We found striking intragenomic or within-individual heterogeneity in both ITS sequences and microsatellites, which conflict with concerted evolution [37] but is consistent with previous studies [38, 39]. Although we reduced false diversity induced by cloning sequencing as mentioned above by excluding the sites where the proportion of nucleotide substitution was less than 1%, our conserved estimate of within-individual heterogeneity using 29 parsimony-informative sites is still notable. This finding demonstrates that ITS is not a useful genetic marker for population genetic studies of A. cantonensis.

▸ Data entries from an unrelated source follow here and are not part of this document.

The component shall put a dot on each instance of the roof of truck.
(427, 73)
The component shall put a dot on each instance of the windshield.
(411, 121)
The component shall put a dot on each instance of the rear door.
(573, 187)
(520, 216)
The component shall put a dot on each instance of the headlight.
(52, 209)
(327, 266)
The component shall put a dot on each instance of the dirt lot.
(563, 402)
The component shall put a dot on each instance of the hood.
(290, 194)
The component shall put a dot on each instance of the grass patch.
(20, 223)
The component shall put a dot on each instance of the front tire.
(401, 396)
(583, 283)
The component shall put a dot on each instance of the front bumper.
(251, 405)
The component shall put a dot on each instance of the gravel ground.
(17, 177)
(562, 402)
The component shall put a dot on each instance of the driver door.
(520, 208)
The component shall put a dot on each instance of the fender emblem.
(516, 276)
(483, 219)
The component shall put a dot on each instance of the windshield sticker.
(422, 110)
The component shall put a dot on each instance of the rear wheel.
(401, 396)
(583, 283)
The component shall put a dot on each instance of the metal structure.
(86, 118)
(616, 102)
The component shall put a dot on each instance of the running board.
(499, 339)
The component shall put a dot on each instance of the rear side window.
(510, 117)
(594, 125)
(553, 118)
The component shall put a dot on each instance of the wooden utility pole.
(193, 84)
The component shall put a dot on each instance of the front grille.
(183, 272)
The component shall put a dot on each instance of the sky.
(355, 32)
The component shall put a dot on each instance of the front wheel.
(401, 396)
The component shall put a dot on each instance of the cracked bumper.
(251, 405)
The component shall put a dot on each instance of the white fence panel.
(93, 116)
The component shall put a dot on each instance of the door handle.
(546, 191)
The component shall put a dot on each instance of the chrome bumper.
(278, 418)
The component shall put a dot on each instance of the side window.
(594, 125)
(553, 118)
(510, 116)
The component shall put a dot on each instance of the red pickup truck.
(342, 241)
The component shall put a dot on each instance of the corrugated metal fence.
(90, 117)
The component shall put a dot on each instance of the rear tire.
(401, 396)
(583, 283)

The length of ITS region in different nematode species shows considerable variation. For example, the ITS region of some representative species from Rhabditid and Cephalobid orders is between 275 bp and 875 bp long [40]. Our findings and previous studies indicate that the ITS length of the genus Angiostrongylus may be much longer than that of other nematodes [18, 41]. Indeed, the combination of ITS1 and ITS2 can be as long as 1377 bp, as described here. Like other members of the genus Angiostrongylus [42], A. cantonensis also shows microsatellites in the ITS regions and some of them are strikingly variable in the number of repeats, which is a challenge for direct sequencing of PCR products. Our findings suggest that the primer designation for ITS regions should avoid the microsatellites to potentially increase the success of direct sequencing of PCR products, which in turn will lower the number of artifacts induced by PCR.

Conclusions

We conclude that A. cantonensis is the only Angiostrongylus species in the study area. Our results show a high diversity of A. cantonensis in mitochondrial genes, which is helpful to elucidate the global spread from a molecular perspective. We observed intragenomic heterogeneity in ITS. Hence, ITS appears not to be an appropriate marker for genotyping of A. cantonensis. The sequencing strategy can considerably impact the haplotype diversity, and hence, clone sequencing cannot be recommended.